BUDENHEIM – Beeindruckt zeigte sich das Publikum beim Konzert zweier Ausnahmemusiker im Konzertsaal von Schloss Waldthausen: Geiger Valeriy Sokolov und Pianist Evgeny Izotov widmen sich mit Vorliebe hochkomplexen, kaum spielbaren Werken wie etwa der expressiv dissonanten Sonate Nr. 1 von Bela Bartok oder einem Ausflug Ravels in die Welt der Zigeunermusik.

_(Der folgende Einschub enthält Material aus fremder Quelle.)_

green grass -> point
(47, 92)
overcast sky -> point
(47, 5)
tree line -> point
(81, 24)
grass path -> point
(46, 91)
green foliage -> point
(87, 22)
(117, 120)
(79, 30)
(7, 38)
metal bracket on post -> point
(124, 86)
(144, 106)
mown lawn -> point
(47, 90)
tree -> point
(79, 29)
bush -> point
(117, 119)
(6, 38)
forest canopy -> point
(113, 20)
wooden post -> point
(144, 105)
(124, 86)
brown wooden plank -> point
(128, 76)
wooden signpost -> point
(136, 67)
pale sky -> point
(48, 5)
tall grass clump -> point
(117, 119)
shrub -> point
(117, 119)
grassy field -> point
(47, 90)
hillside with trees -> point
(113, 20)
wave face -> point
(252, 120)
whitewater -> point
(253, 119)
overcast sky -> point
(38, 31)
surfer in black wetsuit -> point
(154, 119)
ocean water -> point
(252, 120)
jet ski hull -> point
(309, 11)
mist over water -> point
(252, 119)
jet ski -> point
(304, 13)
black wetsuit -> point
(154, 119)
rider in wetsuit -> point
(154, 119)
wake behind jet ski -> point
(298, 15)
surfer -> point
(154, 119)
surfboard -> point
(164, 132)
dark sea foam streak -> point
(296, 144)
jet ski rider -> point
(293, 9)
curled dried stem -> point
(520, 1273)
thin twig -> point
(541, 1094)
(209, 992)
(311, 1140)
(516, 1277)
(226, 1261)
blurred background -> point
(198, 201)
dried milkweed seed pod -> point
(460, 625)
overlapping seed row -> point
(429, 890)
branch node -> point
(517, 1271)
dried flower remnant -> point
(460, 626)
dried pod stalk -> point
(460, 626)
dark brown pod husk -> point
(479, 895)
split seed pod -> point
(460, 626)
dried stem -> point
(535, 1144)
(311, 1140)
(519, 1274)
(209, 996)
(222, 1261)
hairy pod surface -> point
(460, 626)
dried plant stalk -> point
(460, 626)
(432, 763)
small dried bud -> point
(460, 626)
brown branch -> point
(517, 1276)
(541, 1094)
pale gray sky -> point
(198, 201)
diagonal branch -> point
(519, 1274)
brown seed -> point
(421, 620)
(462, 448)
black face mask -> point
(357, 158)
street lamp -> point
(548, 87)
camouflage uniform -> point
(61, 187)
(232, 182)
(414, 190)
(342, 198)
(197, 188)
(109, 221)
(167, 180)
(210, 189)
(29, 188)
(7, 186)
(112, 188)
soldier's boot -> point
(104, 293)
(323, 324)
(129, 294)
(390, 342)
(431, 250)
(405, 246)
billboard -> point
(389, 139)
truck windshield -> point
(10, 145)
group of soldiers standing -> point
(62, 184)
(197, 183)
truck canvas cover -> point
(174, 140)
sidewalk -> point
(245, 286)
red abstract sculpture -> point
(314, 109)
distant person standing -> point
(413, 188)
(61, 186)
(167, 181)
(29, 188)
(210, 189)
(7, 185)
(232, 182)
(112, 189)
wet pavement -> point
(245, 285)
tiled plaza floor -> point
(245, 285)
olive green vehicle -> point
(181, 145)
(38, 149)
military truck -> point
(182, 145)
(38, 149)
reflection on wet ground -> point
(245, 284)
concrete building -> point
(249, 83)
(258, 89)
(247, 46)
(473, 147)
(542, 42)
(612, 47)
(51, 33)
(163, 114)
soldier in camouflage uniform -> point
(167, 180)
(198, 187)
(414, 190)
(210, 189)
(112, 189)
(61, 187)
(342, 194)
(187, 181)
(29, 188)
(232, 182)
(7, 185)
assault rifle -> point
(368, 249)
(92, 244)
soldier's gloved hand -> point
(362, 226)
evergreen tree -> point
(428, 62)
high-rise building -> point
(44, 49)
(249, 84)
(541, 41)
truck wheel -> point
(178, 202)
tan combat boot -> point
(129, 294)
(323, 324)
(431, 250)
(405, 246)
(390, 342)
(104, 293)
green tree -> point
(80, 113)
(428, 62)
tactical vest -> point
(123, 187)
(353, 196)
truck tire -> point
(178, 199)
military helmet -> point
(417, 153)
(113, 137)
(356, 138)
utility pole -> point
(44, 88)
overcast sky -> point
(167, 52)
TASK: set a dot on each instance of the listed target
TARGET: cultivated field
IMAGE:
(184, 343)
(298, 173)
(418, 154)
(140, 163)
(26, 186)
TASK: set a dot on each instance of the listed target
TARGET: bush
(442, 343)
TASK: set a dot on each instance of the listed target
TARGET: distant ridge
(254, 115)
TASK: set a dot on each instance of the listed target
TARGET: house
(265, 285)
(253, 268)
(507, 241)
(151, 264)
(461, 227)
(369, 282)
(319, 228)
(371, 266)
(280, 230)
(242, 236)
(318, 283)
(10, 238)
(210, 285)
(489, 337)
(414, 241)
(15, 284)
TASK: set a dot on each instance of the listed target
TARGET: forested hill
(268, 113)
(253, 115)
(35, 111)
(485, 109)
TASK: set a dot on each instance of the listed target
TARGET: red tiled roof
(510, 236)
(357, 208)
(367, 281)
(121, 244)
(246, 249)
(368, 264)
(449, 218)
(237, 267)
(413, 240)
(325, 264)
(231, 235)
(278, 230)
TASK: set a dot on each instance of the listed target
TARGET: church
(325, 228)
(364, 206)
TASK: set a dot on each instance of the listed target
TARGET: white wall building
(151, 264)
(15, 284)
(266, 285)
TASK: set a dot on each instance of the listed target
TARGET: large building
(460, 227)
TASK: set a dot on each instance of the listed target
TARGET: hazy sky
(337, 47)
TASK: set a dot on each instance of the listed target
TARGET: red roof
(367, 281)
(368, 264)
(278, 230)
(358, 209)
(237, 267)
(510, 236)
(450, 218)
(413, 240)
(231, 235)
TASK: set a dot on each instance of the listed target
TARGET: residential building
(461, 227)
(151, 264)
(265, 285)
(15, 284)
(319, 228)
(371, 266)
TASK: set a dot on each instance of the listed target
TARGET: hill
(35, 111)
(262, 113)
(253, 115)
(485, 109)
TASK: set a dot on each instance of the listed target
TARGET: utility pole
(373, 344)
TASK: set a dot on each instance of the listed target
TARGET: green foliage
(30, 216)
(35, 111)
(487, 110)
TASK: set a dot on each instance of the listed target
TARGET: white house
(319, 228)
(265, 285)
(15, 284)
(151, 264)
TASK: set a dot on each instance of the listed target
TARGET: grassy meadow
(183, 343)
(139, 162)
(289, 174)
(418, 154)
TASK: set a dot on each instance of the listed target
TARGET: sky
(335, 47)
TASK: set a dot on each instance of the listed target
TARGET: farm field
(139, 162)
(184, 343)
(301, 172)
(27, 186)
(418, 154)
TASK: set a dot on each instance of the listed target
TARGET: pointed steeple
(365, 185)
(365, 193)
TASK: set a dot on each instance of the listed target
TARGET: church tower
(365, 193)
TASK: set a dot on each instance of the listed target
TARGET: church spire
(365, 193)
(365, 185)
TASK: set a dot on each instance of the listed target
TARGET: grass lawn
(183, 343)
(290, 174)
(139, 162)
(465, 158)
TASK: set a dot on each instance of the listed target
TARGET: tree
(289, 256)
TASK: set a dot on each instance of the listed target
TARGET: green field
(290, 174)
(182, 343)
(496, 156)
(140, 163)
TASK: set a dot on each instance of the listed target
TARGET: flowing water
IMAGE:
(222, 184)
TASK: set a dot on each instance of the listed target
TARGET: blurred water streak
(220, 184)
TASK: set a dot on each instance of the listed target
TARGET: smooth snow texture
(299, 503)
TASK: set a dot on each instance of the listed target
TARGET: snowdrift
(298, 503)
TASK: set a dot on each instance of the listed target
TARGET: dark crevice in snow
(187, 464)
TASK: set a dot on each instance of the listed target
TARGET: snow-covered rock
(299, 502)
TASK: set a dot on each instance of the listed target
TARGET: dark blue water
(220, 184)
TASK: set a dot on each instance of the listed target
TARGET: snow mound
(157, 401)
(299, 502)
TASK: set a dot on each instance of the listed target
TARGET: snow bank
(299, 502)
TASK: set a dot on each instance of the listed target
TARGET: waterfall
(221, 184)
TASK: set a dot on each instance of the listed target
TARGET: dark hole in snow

Und auch Beethoven kann eine musikalische Herausforderung sein. Bei der Sonate Nr. 6 A-Dur von 1802 ist das vor allem der aus unterschiedlichen Facetten zusammengewürfelte lebendig schwärmerische Allegro-Satz mit verspielten Trillern, luftig leichtem Spiel, abrupten Stimmungswechseln und bisweilen gegenläufiger unabhängiger sich reibender Tonbildung von Geige und Piano. Eher konventionell muten dann die beiden folgenden Sätze an. Während der zweite Satz entspannt beginnt und sanglich melodiöse Konturen entwickelt, nimmt der dritte Satz zu Beginn mächtig Fahrt auf, um sich anschließend in lieblichen oder tänzerischen Variationen abzuwechseln – Sokolov und Izotov gelingt das virtuos.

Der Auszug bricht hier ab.